Deklarasi Nusa Dua Disepakati

Forum Menteri Lingkungan Hidup Global menyepakati Deklarasi Nusa Dua. Deklarasi tersebut menegaskan pentingnya keanekaragaman hayati, menekankan mendesaknya aksi menanggapi tantangan perubahan iklim, serta menekankan peluang transisi ke arah ekonomi hijau yang efisien sumber daya karbon.

Forum 11th Special Session of the United Nations Environment Programme (UNEP) Governing Council/Global Ministerial Environment Forum juga menggarisbawahi perlunya bentuk tata kelola (governance architecture) dari urusan lingkungan global yang telah demikian kompleks dan terfragmentasi.
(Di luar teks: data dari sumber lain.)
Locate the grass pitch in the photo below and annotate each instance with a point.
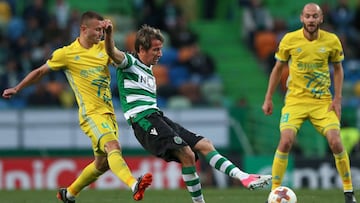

Demikian disampaikan Direktur Eksekutif UNEP Achim Steiner seusai penutupan sidang pleno, Jumat (26/2) di Nusa Dua, Bali.

”Dunia menghadapi erosi lingkungan, tantangan dari polusi bahan kimia dan limbah serta isu-isu perubahan iklim. Maka, status quo tak dapat diterima lagi. Perubahan sikap sudah amat mendesak,” kata Steiner. Pada hari terakhir forum yang berlangsung 24-26 Februari tersebut disepakati enam keputusan.

”Setelah pertemuan Rio+20 kami akan membentuk badan khusus untuk memikirkan soal tata kelola pengurusan isu iklim yang terfragmentasi dan demikian kompleks,” ujar Steiner.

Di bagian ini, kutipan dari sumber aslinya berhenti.